Pendalaman tentang siri’ sangat luas dan mendalam di semua sendi kehidupan.
Siri’ kepada Tuhan (pencipta), siri’ kepada manusia (mahluk) dan siri’ kepada
diri sendiri. Secara sederhana siri juga dapat diterjemahkan sebagai rasa malu
(masiri’) karena kehilangan harga/nilai yang melekat pada setiap individu
masyarakat Ulumanda.
2. Lemu’ yang berarti kasih sayang sebagai
wujud kesejatian social yang melekat kuat bagi masyarakat Ulumanda. Lemu dan
siri’ pada dasarnya dua hal yang tidak bisa di pisahkan mengakar kuat dan
menjadi identitas orang Ulumanda.
Mendalami Siri anna lemu ( Harga diri dan kasih sayang
), ketika diuraikan akan menjadi begitu kompleks dan berarti kita telah berada
direlung hati terdalam masyarakat ulumanda.
NIPAENDA’ DI BASSI
Siri menanamkan nilai yang begitu tinggi dan lemu
mengajarkan kasih sayang yang begitu menndalam. Salah satu contoh dapat dilihat
pada ritual Nipaenda’ di Bassi sebuah
ritual penjemputan tamu bagi masyarakat Ulumanda.
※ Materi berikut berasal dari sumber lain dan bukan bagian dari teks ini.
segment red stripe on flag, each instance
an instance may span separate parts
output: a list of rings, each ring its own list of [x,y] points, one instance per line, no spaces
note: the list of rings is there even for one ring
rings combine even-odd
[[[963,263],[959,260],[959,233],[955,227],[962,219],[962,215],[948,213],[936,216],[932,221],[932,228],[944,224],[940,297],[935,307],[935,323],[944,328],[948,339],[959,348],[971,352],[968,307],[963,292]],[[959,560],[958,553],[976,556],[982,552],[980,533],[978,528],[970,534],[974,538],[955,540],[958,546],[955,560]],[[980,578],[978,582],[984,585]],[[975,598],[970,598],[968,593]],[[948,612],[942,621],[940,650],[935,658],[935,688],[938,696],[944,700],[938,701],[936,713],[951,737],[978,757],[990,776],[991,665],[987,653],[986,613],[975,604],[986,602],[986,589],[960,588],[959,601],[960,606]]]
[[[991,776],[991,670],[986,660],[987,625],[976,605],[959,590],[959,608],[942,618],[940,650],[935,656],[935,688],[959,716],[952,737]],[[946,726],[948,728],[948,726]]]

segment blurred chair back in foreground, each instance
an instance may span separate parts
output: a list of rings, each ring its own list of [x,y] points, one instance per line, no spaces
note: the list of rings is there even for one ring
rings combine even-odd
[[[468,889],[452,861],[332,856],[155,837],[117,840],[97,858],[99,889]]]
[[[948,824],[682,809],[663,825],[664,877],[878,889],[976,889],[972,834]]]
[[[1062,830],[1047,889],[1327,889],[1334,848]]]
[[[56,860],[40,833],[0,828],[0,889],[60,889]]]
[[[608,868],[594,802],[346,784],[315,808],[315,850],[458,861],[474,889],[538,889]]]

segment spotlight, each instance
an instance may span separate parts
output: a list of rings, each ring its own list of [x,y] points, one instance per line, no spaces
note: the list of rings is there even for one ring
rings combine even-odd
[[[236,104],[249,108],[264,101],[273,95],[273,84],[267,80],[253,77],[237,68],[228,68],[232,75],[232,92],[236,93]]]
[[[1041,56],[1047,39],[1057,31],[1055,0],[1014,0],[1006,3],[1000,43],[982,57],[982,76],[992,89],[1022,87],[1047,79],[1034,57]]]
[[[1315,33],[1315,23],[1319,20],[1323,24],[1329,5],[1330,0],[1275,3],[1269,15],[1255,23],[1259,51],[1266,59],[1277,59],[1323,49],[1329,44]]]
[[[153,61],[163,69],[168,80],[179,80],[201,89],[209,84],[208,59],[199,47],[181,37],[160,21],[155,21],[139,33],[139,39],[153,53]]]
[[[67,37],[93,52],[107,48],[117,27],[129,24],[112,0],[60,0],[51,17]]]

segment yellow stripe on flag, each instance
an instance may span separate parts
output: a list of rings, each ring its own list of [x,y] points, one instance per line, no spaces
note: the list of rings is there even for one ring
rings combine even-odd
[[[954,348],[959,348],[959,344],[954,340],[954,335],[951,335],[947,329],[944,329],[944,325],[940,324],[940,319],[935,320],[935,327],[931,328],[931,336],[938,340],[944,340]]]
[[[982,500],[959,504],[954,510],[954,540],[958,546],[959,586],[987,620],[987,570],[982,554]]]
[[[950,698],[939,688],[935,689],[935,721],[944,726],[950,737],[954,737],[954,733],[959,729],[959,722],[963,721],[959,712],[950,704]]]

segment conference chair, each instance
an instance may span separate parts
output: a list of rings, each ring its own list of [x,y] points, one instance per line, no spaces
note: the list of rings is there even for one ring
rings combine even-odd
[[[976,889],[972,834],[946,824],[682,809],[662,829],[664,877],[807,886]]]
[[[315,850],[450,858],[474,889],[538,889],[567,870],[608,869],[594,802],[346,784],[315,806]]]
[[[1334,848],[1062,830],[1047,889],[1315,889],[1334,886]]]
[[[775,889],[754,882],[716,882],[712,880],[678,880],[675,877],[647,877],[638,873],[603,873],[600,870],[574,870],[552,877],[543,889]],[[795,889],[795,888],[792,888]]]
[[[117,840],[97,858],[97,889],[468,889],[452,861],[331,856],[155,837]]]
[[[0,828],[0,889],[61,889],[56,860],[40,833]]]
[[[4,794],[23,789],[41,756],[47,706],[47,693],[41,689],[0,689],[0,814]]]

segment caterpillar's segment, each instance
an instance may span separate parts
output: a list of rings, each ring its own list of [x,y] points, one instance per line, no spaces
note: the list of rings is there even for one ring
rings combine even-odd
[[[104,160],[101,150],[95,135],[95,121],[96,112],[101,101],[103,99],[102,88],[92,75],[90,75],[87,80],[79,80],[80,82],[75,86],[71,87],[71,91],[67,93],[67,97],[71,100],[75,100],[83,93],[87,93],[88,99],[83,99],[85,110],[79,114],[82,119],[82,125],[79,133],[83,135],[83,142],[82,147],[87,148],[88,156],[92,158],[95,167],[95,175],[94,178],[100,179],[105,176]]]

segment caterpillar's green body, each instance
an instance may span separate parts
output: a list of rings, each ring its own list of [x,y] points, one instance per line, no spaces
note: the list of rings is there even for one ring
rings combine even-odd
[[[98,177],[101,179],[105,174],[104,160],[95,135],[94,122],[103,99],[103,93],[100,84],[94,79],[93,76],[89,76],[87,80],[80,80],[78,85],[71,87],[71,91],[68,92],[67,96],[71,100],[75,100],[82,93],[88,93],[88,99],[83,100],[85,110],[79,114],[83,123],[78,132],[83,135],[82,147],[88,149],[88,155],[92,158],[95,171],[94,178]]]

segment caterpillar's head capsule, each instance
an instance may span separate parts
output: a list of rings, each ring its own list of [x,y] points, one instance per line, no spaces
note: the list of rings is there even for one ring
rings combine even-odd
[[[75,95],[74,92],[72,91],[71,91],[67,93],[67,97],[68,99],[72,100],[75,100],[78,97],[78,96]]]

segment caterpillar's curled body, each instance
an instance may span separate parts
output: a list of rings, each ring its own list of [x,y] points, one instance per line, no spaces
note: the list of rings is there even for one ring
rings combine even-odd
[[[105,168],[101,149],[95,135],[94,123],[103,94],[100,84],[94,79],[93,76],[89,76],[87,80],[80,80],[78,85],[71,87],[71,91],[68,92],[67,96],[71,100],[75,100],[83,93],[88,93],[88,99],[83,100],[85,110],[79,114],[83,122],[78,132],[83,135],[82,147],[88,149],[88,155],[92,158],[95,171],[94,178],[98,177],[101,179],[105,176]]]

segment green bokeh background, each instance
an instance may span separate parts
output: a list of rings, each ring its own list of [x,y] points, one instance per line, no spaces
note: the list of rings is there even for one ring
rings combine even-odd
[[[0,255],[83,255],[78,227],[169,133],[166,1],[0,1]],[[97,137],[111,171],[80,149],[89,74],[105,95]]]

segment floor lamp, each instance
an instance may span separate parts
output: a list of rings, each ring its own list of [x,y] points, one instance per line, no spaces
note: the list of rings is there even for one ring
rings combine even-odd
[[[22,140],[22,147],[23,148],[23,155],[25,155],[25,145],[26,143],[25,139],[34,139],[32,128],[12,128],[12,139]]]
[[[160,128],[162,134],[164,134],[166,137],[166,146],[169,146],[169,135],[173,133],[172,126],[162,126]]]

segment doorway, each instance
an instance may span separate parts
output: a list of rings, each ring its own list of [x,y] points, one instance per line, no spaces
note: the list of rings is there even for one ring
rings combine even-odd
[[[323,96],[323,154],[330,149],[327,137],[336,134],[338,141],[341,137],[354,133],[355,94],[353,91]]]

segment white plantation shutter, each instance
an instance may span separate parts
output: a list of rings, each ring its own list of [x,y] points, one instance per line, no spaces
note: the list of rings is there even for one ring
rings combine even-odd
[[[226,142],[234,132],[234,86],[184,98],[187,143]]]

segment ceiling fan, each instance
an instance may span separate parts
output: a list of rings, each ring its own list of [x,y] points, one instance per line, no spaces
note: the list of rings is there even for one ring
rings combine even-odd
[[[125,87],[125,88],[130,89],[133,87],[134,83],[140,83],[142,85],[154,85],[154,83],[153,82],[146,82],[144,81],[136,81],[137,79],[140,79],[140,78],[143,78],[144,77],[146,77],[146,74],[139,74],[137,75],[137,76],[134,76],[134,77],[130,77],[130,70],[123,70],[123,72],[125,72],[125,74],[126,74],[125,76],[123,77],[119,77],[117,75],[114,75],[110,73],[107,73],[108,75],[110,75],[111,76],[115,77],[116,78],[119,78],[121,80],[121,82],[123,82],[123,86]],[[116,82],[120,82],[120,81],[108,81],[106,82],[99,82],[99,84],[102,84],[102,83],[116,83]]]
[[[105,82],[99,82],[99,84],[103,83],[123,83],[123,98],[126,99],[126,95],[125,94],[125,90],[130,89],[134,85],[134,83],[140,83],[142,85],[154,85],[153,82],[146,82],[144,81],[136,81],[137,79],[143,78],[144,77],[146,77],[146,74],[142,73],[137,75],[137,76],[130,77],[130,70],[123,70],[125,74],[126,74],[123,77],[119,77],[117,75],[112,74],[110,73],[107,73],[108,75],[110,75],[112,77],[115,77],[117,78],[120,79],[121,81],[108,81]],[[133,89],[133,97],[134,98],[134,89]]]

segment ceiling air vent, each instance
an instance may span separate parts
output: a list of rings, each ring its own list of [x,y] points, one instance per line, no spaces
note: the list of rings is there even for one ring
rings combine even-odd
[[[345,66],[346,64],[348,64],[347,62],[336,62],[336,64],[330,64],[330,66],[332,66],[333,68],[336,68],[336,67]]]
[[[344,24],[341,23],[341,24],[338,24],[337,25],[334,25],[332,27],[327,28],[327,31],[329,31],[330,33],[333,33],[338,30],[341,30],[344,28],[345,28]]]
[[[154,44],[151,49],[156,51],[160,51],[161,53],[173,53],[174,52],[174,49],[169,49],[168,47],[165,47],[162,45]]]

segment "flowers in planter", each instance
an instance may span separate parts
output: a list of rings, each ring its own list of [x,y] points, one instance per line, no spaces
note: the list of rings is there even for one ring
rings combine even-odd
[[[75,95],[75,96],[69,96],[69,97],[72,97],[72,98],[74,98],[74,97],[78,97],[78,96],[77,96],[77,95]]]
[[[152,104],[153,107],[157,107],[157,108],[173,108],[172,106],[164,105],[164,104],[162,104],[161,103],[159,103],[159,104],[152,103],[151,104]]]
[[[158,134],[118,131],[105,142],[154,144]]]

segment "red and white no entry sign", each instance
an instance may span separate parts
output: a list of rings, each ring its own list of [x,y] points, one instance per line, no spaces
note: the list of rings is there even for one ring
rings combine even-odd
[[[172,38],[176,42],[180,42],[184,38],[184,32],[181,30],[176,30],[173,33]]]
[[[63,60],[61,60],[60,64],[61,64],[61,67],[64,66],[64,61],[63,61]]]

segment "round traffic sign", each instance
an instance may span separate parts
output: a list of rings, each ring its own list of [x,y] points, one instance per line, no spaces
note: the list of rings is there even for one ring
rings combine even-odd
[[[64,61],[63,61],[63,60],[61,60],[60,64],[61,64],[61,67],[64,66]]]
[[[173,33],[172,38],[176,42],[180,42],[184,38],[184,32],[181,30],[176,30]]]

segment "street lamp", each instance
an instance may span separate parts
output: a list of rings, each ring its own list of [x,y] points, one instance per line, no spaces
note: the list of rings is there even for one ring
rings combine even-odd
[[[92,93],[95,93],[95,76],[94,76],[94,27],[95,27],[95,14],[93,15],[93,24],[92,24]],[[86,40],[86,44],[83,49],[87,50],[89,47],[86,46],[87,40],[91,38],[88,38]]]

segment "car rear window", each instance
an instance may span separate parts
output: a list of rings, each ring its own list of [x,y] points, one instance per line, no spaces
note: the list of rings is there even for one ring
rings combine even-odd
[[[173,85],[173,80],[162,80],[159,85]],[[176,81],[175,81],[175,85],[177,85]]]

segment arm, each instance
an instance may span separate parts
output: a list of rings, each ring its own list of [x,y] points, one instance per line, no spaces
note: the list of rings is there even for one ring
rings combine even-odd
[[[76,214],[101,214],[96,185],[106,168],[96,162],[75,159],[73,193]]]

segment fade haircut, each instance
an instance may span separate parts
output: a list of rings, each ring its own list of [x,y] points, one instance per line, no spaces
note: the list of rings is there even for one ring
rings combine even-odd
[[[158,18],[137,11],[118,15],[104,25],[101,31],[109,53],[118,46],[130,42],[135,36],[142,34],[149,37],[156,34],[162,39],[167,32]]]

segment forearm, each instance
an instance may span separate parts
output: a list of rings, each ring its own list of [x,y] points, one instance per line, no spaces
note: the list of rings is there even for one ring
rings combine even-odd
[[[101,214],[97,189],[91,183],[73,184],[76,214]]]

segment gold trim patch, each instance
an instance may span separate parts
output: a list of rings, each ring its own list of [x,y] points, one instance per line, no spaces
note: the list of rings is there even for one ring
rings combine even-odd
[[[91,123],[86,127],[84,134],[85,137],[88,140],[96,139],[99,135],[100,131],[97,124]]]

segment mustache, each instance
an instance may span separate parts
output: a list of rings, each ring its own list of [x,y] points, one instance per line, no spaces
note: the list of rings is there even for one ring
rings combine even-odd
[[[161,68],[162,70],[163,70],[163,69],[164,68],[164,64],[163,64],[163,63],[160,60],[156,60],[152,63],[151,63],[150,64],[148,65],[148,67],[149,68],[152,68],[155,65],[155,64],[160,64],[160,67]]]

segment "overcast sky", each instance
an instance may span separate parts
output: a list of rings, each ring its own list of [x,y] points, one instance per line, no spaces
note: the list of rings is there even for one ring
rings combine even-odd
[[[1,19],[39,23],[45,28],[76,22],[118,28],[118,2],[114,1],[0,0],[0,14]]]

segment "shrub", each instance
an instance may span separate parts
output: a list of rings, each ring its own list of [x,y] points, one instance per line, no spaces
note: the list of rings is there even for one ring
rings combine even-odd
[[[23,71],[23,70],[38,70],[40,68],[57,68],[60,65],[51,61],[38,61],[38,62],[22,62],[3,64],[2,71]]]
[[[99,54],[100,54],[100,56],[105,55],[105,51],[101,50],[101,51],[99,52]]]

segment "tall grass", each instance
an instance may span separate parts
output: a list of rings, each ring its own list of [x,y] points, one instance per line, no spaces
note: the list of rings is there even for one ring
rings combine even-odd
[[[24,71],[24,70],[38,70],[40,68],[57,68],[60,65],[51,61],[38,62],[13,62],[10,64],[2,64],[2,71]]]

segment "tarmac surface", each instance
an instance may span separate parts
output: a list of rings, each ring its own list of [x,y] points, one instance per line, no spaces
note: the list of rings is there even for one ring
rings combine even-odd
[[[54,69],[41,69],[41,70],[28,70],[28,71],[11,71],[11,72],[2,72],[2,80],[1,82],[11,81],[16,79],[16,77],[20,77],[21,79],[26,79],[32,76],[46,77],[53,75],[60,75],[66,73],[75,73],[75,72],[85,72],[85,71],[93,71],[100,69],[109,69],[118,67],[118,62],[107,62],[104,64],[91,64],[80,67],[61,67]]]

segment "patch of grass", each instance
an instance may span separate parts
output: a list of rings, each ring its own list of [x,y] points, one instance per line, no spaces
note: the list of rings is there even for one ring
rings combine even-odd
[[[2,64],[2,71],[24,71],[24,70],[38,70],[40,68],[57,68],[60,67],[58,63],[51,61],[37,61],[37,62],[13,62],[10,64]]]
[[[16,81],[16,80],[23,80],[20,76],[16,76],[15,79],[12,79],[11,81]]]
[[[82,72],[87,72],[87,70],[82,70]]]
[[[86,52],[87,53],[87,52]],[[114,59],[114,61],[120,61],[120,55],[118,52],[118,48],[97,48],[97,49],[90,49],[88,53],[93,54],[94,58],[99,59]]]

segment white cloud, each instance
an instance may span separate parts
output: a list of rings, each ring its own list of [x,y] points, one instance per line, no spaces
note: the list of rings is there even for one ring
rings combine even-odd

Nipaenda dari sudut pandang bahasa (etimologi) artinya menginjak
atau ajakan menginjak dan Bassi
artinya besi (benda).
Ada
makna yang sangat mendalam dari ritual ini yakni kelembutan (keramahan) dan
kekuatan (kegigihan) dua kondisi yang sebenarnya bertolak belakang tapi
kemudian menjadi satu, ini dianalogimaknakan dari sifat wujud besi yang dingin
(lembut) dan keras (kuat) sehingga siapa saja yang lahir dan menginjakkan kaki
ditanah Ulumanda harus diterima melalui ritual Nipaenda di Bassi dengan harapan
mewujudkan makna dari ritual ini sebagai Siri’ dan Lemunya orang Ulumanda.
Dahulu
kala konon tak seorangpun boleh menginjak tanah (bungi) di Ulumanda tanpa
didahului oleh ritual menginjak besi, termasuk bayi yang baru lahir dan
beranjak dewasa kaki kacilnya tak boleh menginjak tanah sebelum menginjakkan
kakinya diatas besi. Hal sama ketika orang luar (tamu) masuk dan hendak menjadi
warga Ulumanda harus diterima melalui ritual yang sakral ini.
Kendati
demikian tak bisa dipungkiri dekradasi moral telah turut serta mendistorsi
nilai-nilai budaya dan kearifan lokal termasuk di masyarakat Ulumanda kekikian.
Pada konteks hari ini hampir sebagian besar masyarakat Ulumanda telah
kehilangan identitasnya oleh karena gejolak kamajuan zaman damn perkembangan
teknologi informasi yang menggilas manusia berbudaya. Akibatnya lahirlah
manusia neo-moderenisme Ulumanda yang
mengedepankan nalar otak kirinya, berpikir individual dan mengabaikan tradisi
leluhur yang sejati menjadi bagian hidup kita.